Avec le plein essor des technologies digitales, c’est aussi la montée en puissance des activités cybercriminelles. À chaque fois que les entreprises ont recours aux moyens digitaux, cela donne des accès aux hackers de développer des techniques innovantes afin de prendre possession des données importantes. Les cas de cybercriminalité ne cessent de se multiplier et les organisations sont dans l’obligation de solliciter des services de cybersécurité pour éviter les pertes de données. Avec cet article, venez découvrir les faits incroyables sur la cybercriminalité.

1- La cybercriminalité inflige des pertes financières aux structures piratées

Un fait incroyable sur la cybercriminalité qu’il faut connaître est sa flexibilité à s’attaquer à une entreprise ou une organisation sur plusieurs fronts. Les conséquences s’étendent pour la plupart du temps sur le système de sécurité, le réseau ou bien même la structure tout entière.

Ces conséquences infligent des dommages financiers à l’organisation surtout si les cybercriminels parviennent à emporter des données. De plus, les dommages financiers sont évalués en fonction de la quantité ou de la sensibilité des informations piratées.  

D’après le rapport récent traitant de la cybercriminalité, l’incidence financière d’un piratage dont la durée de vie dépasse 200 jours est estimée à 4,87 millions de dollars.

2- La méthode de cybercriminalité la plus répandue au monde

Selon les observateurs, il faut retenir que les courriels d’hameçonnage encore appelés les courriels de phishing constituent la méthode de piraterie la plus répandue au monde. Avec le temps, cette méthode s’est performée et paraît de plus en plus dangereuse.

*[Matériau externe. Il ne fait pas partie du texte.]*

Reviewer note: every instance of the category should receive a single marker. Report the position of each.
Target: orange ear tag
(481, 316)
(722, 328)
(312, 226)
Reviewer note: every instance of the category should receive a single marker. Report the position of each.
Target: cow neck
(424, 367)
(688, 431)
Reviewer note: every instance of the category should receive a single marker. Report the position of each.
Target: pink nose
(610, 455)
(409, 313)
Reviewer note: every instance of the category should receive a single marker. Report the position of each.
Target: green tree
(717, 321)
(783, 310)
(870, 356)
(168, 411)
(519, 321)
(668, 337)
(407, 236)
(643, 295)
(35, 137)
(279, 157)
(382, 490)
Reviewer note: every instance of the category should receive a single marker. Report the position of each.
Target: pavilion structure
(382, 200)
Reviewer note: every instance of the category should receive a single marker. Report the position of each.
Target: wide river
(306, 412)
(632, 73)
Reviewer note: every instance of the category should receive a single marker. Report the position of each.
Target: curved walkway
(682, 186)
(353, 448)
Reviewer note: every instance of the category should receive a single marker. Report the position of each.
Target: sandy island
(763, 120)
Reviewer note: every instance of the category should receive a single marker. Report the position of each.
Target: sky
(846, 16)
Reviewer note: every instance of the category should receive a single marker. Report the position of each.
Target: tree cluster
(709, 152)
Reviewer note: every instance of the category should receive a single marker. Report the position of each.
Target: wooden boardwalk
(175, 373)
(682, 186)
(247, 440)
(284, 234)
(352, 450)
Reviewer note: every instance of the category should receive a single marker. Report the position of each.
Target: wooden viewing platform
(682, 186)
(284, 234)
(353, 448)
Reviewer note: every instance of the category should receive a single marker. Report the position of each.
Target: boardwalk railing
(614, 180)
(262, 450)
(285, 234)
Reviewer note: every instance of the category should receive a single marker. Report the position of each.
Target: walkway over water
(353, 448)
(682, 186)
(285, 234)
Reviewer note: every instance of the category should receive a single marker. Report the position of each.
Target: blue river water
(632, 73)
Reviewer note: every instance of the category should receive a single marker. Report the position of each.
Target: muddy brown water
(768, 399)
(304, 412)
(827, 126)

La méthode consiste à créer de faux sites web ou de faux courriels ressemblant à des sites ou à des courriels authentiques afin d’obtenir des informations sensibles telles que les noms d’utilisateurs, les mots de passe et des renseignements relatifs aux cartes de crédit.

D’après le rapport mondial dénommé Phishing Benchmark Global Report, les chiffres font état du fait qu’un destinataire de courriel sur cinq est susceptible de rencontrer un lien malveillant. En outre, 3 milliards de courriels de phishing sont identifiés par jour et s’inscrivent dans le but d’hameçonner des informations de valeurs.

3- La cybercriminalité cible généralement les personnes nées autour des années 1980  

Il y a un mythe qui dit souvent que les personnes âgées sont majoritairement les plus ciblées par les hackers. Selon le Norton Cybersecurity Insights Reports, les personnes nées autour des années 1980 ou au milieu des années 1990 sont plus susceptibles d’être sujettes au cyberpiratage.

Il faut préciser que 44 % de ces personnes sont piratées en communiquant leurs mots de passe qu’il s’agisse même des mots de passe basiques comme ceux des abonnements ménagers aux services télévisuels ou cinématographiques.

Cela va aussi jusqu’à la divulgation des mots de passe sensible comme ceux des comptes bancaires.

4- L’Indonésie et la cybercriminalité

D’après un récent rapport publié par Akamai Technologies, l’Indonésie est victime d’une montée en puissance des cas de cybercriminalité depuis l’année 2021. Le pays est désormais connu comme le premier en matière de cyberattaques.

Par ailleurs, d’autres sources mentionnent la Russie comme aussi un pays où l’activité cybercriminelle n’est pas négligeable. Il faut souligner que les Pays-Bas sont considérés comme une oasis de paix dans le secteur, car le pays enregistre très peu de cyberattaque selon les observateurs.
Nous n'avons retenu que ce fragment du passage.